В последний съемочный день он сидел за столом, пил со своим ассистентом, а вся группа – по соседству за большим столом. Я подсел к нему.

– Слушай меня, Андрей, – сказал он, – я уверен, что мы еще будем видеться. Ты здесь задержишься.

Тогда он еще не видел ни кадра из снятого материала. Да и картину он увидел только спустя два года. Я приехал с фильмом к нему в Санта-Барбару, он посмотрел, сказал мне много хороших слов…
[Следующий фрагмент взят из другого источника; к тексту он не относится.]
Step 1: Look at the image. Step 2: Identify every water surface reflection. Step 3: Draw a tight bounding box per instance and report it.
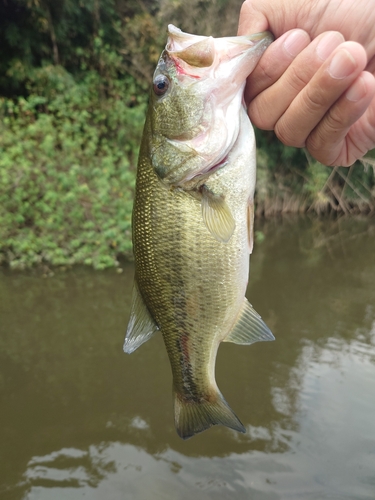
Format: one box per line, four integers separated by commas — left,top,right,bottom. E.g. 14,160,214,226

Но роль отца в картине поначалу я представлял совсем иной. Мне казалось, что это мог бы сыграть Берт Ланкастер и все мои беды из-за его не вовремя случившейся операции на сердце. Теперь я понимаю, что и Ланкастер бы не сыграл. Просто потому, что этот характер не свойствен англо-саксонскому поведению. Ну не исключаю, еще мог бы быть подобного типа пьяница-ирландец, хотя тоже живущий не в Америке. Если бы я снял все так, как было задумано, с этой пьяной свирепостью, с битьем в кровь друг друга, все, все пришлось бы вырезать. Получилось бы так же нелогично, как картина Кустурицы из американской жизни. Он снял американских актеров, но заставил их вести себя как югославы – плакать, падать на колени, бить друг другу морды, целоваться взасос… Получается странное зрелище. Американцы так себя не ведут. Если это про американцев, то про сумасшедших. А будь его героями югославы, все было бы нормально. Так они и должны себя вести. Нельзя втискивать поведение одной нации в ментальность другой. Возникает очень серьезный перекос, зритель недоумевает…
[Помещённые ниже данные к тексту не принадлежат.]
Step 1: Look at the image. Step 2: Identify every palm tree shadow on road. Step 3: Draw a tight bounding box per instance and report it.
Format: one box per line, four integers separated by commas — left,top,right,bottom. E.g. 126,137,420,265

Неполучившуюся линию я из картины выбросил и сумел сделать это почти незаметно. Но один шовчик остался – в так называемой сцене ожидания: она моет посуду, он играет мячиком о стенку. Эта пауза понадобилась из-за того, что вылетело подряд сразу несколько сцен. И все-таки, думаю, картина удалась в монтаже, потому что по структуре она очень медленная, в очень плавном меланхолическом ритме, даже элегическом, так сказать, элегия с эмоциональными взрывами. Замедленности ритма зритель не ощущает, потому что сама картина короткая.

Критика признала «Возлюбленных Марии» самым русским фильмом, когда-либо снятым в Америке. Правда, и это признали не сразу. Первая большая статья обо мне в «Америкэн Синема» (это теоретический киножурнал, довольно неплохой, издаваемый «Америкэн филм инститьют») появилась уже после «Поезда-беглеца», хотя написана была сразу после «Возлюбленных Марии». Просто лежала в редакции. Сочли, что я не заслуживаю внимания. И только после второго фильма добавили о нем несколько строк и поставили в номер.

Помню слова, сказанные мне Форманом в Нью-Йорке (наконец-то я привез туда банки не с икрой, а с кинолентой):

– Не думал, что у тебя здесь что-то получится. Думал, ты так и уедешь…
КУРОСАВА, ФУДЗИЯМА, СУШИ
1983 год. Мне позвонил Том Лади. В это время он уже работал у Копполы, был продюсером по специальным проектам.

– Копполе позвонил Куросава, – сказал Том. – Просит найти американского режиссера на сценарий «Поезд-беглец». Фрэнсис думает предложить его тебе.

У меня перехватило дыхание.

– Сейчас он тебе позвонит. Коппола позвонил.

– Андрей, вот есть такой сценарий. Не хочешь ли поставить?

В Америке у Куросавы было два близких ему человека – Коппола и Лукас, они помогли ему довести до экрана «Кагемусю» («Тень воина»), сами профинансировали завершение съемок, без их участия фильма просто бы не было. После этого у Куросавы с Копполой сложились доверительные отношения.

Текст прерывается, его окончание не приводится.